One final unresolved issue is that sometimes the Weblogic code would throw the following exception the first time it tried to retrieve the JNDI InitialContext:
javax.naming.CommunicationException [Root exception is java.net.ConnectException: t3s://wli.dev.auckland.ac.nz:8001: Destination unreachable; nested exception is:
java.io.IOException: Stream closed.; No available router to destination]
at weblogic.jndi.internal.ExceptionTranslator.toNamingException(ExceptionTranslator.java:49)
at weblogic.jndi.WLInitialContextFactoryDelegate.toNamingException(WLInitialContextFactoryDelegate.java:773)
at weblogic.jndi.WLInitialContextFactoryDelegate.getInitialContext(WLInitialContextFactoryDelegate.java:363)
at weblogic.jndi.Environment.getContext(Environment.java:307)
at weblogic.jndi.Environment.getContext(Environment.java:277)

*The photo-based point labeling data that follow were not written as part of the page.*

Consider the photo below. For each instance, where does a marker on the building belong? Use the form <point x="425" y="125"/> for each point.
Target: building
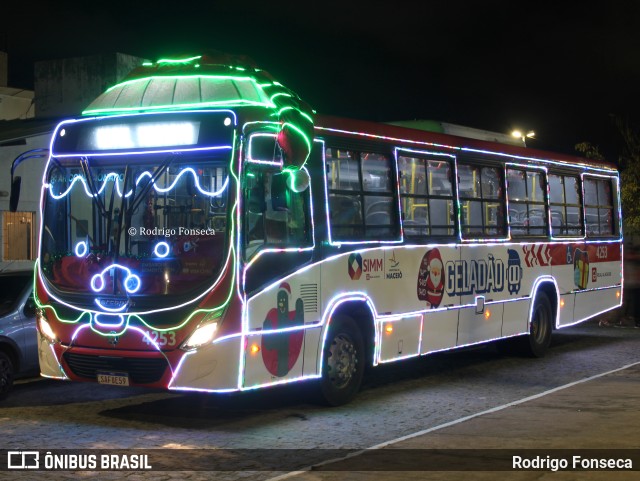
<point x="62" y="89"/>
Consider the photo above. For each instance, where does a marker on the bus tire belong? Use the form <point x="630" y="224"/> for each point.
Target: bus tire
<point x="342" y="362"/>
<point x="7" y="373"/>
<point x="540" y="326"/>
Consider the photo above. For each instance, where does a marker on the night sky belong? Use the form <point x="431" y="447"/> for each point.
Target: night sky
<point x="561" y="68"/>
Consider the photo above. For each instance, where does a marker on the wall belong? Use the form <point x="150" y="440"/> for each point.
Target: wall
<point x="63" y="88"/>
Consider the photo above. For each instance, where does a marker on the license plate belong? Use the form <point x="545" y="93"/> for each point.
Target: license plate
<point x="113" y="378"/>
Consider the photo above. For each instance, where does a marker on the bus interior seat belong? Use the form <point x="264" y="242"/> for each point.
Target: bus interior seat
<point x="344" y="210"/>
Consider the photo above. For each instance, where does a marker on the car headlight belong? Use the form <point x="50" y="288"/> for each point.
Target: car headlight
<point x="46" y="329"/>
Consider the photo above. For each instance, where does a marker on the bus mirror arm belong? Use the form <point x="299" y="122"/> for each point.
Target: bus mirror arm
<point x="16" y="180"/>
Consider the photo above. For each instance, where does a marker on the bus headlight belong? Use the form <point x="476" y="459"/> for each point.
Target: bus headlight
<point x="45" y="328"/>
<point x="204" y="333"/>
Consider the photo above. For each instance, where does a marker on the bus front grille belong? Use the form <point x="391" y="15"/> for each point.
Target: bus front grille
<point x="140" y="370"/>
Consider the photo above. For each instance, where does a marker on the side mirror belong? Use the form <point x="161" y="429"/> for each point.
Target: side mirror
<point x="30" y="307"/>
<point x="15" y="193"/>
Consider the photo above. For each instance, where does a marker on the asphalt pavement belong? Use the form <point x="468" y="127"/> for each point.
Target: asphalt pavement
<point x="586" y="430"/>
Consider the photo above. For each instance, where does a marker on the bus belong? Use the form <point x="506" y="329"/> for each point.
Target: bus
<point x="203" y="229"/>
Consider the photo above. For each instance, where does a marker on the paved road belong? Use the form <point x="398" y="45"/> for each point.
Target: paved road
<point x="397" y="400"/>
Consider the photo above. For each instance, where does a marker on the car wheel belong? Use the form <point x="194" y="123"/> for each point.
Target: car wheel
<point x="7" y="373"/>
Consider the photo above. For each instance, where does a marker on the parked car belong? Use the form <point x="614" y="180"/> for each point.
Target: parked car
<point x="18" y="337"/>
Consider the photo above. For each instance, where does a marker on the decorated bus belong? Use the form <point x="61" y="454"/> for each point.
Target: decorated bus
<point x="203" y="229"/>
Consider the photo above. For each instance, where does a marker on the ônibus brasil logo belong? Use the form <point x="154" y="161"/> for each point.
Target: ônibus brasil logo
<point x="355" y="266"/>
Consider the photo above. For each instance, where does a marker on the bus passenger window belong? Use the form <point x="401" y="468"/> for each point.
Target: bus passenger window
<point x="274" y="215"/>
<point x="527" y="206"/>
<point x="482" y="201"/>
<point x="565" y="205"/>
<point x="599" y="212"/>
<point x="362" y="205"/>
<point x="426" y="196"/>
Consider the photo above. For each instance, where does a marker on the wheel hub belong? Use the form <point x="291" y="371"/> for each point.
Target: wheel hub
<point x="342" y="361"/>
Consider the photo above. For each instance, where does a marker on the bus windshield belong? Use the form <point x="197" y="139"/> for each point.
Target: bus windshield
<point x="135" y="226"/>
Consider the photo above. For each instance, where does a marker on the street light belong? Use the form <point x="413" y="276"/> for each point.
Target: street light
<point x="518" y="134"/>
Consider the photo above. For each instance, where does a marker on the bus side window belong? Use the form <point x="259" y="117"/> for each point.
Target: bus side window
<point x="274" y="215"/>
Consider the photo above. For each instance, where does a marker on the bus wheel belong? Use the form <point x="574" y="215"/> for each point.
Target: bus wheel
<point x="539" y="338"/>
<point x="6" y="375"/>
<point x="342" y="362"/>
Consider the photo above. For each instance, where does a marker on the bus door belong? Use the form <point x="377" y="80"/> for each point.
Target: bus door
<point x="277" y="236"/>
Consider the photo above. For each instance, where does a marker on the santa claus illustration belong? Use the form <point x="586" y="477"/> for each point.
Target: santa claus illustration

at weblogic.jndi.WLInitialContextFactory.getInitialContext(WLInitialContextFactory.java:117)
at javax.naming.spi.NamingManager.getInitialContext(NamingManager.java:667)
at javax.naming.InitialContext.getDefaultInitCtx(InitialContext.java:288)
at javax.naming.InitialContext.init(InitialContext.java:223)
at javax.naming.InitialContext.(InitialContext.java:197)
Strangely enough this would only happen once, further requests for the InitialContext were successful... I haven't had time to investigate it further because it's not a show stopper but I suspect it's either because of a clustering or timeout issue... Eitherway, it's something to be aware of.